The problem is best depicted with the following testcase:
$ cat t.c
int foo(int i, int j, int k, int l, int m, int n, int o, int p, int q)
{
return 0;
}
int main()
{
return foo (1,2,3,4,5,6,7,8,9);
}
Compiled thusly:
$ clang --target=i686-pc-linux -fomit-frame-pointer -m32 -march=i686
-fPIC -g -o t t.c
Running it in a debugger (look for annotations "<====" ):
(gdb) file t
Reading symbols from t...done.
(gdb) disassemble foo
Dump of assembler code for function foo:
0x08048380 <+0>: push %ebp
0x08048381 <+1>: push %ebx
0x08048382 <+2>: push %edi
0x08048383 <+3>: push %esi
0x08048384 <+4>: sub $0x34,%esp
0x08048387 <+7>: mov 0x68(%esp),%eax
0x0804838b <+11>: mov 0x64(%esp),%ecx
0x0804838f <+15>: mov 0x60(%esp),%edx
0x08048393 <+19>: mov 0x5c(%esp),%esi
0x08048397 <+23>: mov 0x58(%esp),%edi
0x0804839b <+27>: mov 0x54(%esp),%ebx
0x0804839f <+31>: mov 0x50(%esp),%ebp
0x080483a3 <+35>: mov %eax,0xc(%esp)
0x080483a7 <+39>: mov 0x4c(%esp),%eax
0x080483ab <+43>: mov %eax,0x8(%esp)
0x080483af <+47>: mov 0x48(%esp),%eax
0x080483b3 <+51>: mov %eax,0x4(%esp)
0x080483b7 <+55>: xor %eax,%eax
0x080483b9 <+57>: mov %eax,(%esp)
0x080483bc <+60>: mov 0x4(%esp),%eax
0x080483c0 <+64>: mov %eax,0x30(%esp)
0x080483c4 <+68>: mov 0x8(%esp),%eax
0x080483c8 <+72>: mov %eax,0x2c(%esp)
0x080483cc <+76>: mov %ebp,0x28(%esp)
0x080483d0 <+80>: mov %ebx,0x24(%esp)
0x080483d4 <+84>: mov %edi,0x20(%esp)
0x080483d8 <+88>: mov %esi,0x1c(%esp)
0x080483dc <+92>: mov %edx,0x18(%esp)
0x080483e0 <+96>: mov %ecx,0x14(%esp)
0x080483e4 <+100>: mov 0xc(%esp),%ecx
0x080483e8 <+104>: mov %ecx,0x10(%esp)
0x080483ec <+108>: mov (%esp),%eax
0x080483ef <+111>: add $0x34,%esp <==== epilog
0x080483f2 <+114>: pop %esi
0x080483f3 <+115>: pop %edi
0x080483f4 <+116>: pop %ebx
0x080483f5 <+117>: pop %ebp
0x080483f6 <+118>: ret
End of assembler dump.
(gdb) break *0x080483ef <==== break just before the epilog to
illustrate the issue
Breakpoint 1 at 0x80483ef: file t.c, line 3.
(gdb) run
Starting program: /auto/wssanraju-sjc/unw/issue1_3/t
warning: Unable to find dynamic linker breakpoint function.

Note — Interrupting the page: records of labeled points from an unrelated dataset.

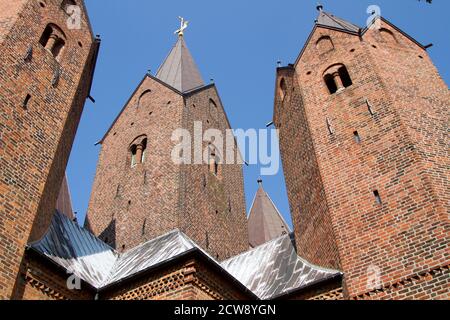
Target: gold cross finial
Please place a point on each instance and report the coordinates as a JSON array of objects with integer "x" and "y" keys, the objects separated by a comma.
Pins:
[{"x": 184, "y": 25}]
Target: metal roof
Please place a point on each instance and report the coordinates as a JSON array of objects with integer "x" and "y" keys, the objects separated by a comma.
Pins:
[
  {"x": 274, "y": 269},
  {"x": 64, "y": 202},
  {"x": 265, "y": 222},
  {"x": 328, "y": 20},
  {"x": 179, "y": 69},
  {"x": 267, "y": 271}
]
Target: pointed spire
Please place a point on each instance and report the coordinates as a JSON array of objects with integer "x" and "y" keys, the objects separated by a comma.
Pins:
[
  {"x": 328, "y": 20},
  {"x": 265, "y": 222},
  {"x": 179, "y": 69}
]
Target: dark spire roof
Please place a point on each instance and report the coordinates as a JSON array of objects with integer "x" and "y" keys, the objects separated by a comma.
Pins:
[
  {"x": 265, "y": 222},
  {"x": 328, "y": 20},
  {"x": 179, "y": 69},
  {"x": 64, "y": 202}
]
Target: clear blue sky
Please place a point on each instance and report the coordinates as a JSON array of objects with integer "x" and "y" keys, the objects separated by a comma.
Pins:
[{"x": 237, "y": 43}]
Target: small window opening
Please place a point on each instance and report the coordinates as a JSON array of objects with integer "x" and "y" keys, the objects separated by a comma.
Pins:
[
  {"x": 377, "y": 197},
  {"x": 357, "y": 137},
  {"x": 143, "y": 226},
  {"x": 53, "y": 39},
  {"x": 370, "y": 107},
  {"x": 26, "y": 102},
  {"x": 283, "y": 89},
  {"x": 216, "y": 167},
  {"x": 345, "y": 77},
  {"x": 133, "y": 155},
  {"x": 330, "y": 127},
  {"x": 331, "y": 84},
  {"x": 57, "y": 47}
]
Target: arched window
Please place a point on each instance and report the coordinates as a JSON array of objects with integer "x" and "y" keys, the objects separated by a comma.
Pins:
[
  {"x": 387, "y": 36},
  {"x": 283, "y": 89},
  {"x": 53, "y": 39},
  {"x": 324, "y": 44},
  {"x": 66, "y": 3},
  {"x": 143, "y": 98},
  {"x": 345, "y": 77},
  {"x": 337, "y": 78},
  {"x": 213, "y": 109},
  {"x": 331, "y": 85},
  {"x": 214, "y": 162},
  {"x": 137, "y": 151}
]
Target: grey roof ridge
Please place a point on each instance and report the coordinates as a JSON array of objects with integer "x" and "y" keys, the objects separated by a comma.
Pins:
[
  {"x": 278, "y": 212},
  {"x": 255, "y": 248},
  {"x": 300, "y": 258}
]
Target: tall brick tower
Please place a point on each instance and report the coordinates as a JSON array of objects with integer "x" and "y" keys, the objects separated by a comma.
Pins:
[
  {"x": 139, "y": 193},
  {"x": 47, "y": 54},
  {"x": 363, "y": 117}
]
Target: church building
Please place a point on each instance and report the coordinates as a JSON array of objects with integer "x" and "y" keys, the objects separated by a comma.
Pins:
[{"x": 362, "y": 116}]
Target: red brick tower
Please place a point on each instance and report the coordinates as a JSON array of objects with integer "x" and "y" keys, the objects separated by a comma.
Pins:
[
  {"x": 139, "y": 193},
  {"x": 47, "y": 61},
  {"x": 363, "y": 118}
]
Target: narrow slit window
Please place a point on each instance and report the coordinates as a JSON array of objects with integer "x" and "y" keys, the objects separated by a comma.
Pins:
[
  {"x": 357, "y": 137},
  {"x": 370, "y": 107},
  {"x": 377, "y": 197},
  {"x": 144, "y": 150},
  {"x": 133, "y": 155},
  {"x": 26, "y": 102},
  {"x": 330, "y": 127},
  {"x": 331, "y": 84},
  {"x": 345, "y": 77}
]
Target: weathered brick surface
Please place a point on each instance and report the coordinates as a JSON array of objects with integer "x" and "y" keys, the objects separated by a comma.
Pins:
[
  {"x": 403, "y": 154},
  {"x": 35, "y": 142},
  {"x": 40, "y": 281},
  {"x": 190, "y": 279},
  {"x": 130, "y": 205}
]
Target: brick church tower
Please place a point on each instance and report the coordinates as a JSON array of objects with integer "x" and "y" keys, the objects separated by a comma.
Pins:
[
  {"x": 47, "y": 61},
  {"x": 139, "y": 193},
  {"x": 363, "y": 118}
]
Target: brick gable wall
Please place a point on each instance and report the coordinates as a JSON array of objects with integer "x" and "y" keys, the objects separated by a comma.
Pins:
[
  {"x": 401, "y": 155},
  {"x": 35, "y": 141}
]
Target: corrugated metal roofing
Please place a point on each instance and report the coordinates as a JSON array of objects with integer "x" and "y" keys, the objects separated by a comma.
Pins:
[
  {"x": 179, "y": 69},
  {"x": 274, "y": 269},
  {"x": 268, "y": 271},
  {"x": 265, "y": 222}
]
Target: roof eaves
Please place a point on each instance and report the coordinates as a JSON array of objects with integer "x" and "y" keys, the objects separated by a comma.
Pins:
[
  {"x": 367, "y": 28},
  {"x": 309, "y": 286}
]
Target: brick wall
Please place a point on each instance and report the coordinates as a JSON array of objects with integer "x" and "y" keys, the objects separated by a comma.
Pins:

GDB will be unable to debug shared library initializers
and track explicitly loaded dynamic code.
warning: Could not load shared library symbols for 2 libraries, e.g.
/lib/libc.so.6.
Use the "info sharedlibrary" command to see the complete listing.
Do you need "set solib-search-path" or "set sysroot"?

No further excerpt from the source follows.